In Italia non c’è la guerra e sono garantiti i diritti fondamentali, eppure il numero di italiani trasferitisi all’estero l’anno scorso è simile a quello degli ingressi in Italia ed è maggiore del numero di profughi che hanno richiesto asilo nel nostro paese. Ma si sa: un italiano che emigra lotta per il proprio futuro, uno straniero che entra ci ruba il lavoro.
Secondo l’Unhcr (Alto commissariato delle Nazioni Unite per i rifugiati), 875.000 migranti e profughi sono arrivati via mare in Europa dal 2008 al settembre 2015. Anche se tutti fossero rimasti in Europa, la popolazione continentale (507 milioni di abitanti) sarebbe aumentata dello 0,17%. Se anche per assurdo tutti gli abitanti della Siria e dell’Eritrea si trasferissero in Europa, queste persone rappresenterebbero circa il 5% della popolazione.
All’origine delle condizioni che costringono migliaia di persone a fuggire dai loro paesi – e nessuno scappa mai volentieri – c’è un’insostenibilità di vita dovuta a cambiamenti climatici, saccheggio delle risorse locali, penuria d’acqua, inquinamento dei suoli: tutti fenomeni in larga parte prodotti dall’economia del cosiddetto “Global North”.

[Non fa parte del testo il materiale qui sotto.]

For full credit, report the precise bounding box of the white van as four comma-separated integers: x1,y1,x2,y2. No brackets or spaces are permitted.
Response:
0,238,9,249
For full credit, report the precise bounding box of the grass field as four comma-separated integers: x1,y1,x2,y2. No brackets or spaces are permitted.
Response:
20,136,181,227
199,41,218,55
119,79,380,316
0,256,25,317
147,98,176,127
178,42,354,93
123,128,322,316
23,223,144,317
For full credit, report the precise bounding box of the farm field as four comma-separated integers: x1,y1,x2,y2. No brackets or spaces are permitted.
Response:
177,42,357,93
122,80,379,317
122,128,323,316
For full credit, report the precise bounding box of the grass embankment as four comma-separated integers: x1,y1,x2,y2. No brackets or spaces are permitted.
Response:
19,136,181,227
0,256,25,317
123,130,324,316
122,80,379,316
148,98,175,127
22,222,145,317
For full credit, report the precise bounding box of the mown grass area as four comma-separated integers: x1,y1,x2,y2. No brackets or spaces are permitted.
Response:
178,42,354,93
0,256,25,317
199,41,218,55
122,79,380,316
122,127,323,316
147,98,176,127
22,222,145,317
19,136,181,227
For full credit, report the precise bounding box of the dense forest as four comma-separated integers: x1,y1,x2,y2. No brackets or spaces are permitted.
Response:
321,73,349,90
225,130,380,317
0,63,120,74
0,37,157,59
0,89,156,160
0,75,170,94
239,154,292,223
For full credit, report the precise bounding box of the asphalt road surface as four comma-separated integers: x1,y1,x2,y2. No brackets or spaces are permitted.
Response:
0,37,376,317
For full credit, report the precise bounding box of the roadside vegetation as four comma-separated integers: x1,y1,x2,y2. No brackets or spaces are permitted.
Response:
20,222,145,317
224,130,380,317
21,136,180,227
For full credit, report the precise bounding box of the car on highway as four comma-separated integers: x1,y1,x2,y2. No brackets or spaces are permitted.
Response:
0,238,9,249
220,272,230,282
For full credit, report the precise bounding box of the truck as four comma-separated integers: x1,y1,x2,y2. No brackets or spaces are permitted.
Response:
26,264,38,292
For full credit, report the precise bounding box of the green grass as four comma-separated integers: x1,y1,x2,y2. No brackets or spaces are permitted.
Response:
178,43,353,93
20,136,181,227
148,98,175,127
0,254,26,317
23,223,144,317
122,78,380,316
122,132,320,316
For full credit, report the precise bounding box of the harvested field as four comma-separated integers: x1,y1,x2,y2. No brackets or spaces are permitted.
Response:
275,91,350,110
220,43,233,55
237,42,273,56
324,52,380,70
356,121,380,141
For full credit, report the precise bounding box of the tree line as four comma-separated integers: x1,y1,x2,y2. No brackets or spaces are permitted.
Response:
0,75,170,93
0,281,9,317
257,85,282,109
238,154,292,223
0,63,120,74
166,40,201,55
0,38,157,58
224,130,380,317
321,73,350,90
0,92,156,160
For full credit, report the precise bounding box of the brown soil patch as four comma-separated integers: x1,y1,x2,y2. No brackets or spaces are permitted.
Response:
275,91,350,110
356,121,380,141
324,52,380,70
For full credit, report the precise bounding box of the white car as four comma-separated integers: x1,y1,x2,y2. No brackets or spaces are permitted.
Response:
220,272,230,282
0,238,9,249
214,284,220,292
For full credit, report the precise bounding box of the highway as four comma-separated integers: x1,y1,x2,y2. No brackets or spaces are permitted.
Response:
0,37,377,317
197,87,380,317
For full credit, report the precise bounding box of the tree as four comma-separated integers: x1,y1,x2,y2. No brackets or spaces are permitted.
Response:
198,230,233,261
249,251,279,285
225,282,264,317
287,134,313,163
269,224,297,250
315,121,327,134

Uno studio del 2013 dell‘Oecd («International Migration Outlook») evidenzia inoltre come, in quasi tutti gli stati europei, le famiglie immigrate abbiano versato più tasse e contributi di quanto non abbiano beneficiato in termini di sussidi e servizi. Anche in Italia.
Forse è giunto il momento che ciascuno di noi la smetta di insultare la propria intelligenza, credendo a semplicistiche soluzioni guerrafondaie. La sola risposta è la conoscenza, l’unica soluzione è il cambiamento, la presa di coscienza, l’azione in prima persona per non avere più profughi, perché ognuno stia bene a casa propria.
In quest’ottica, Gavardo in movimento segue da sempre i temi dell’immigrazione, con particolare attenzione alla presenza di profughi a Gavardo.
Abbiamo fatto interpellanze su questo tema, ci siamo informati e abbiamo fatto incontri di approfondimento con esperti del settore. Continueremo con nuove iniziative, al fine di promuovere una proficua convivenza nella realtà gavardese.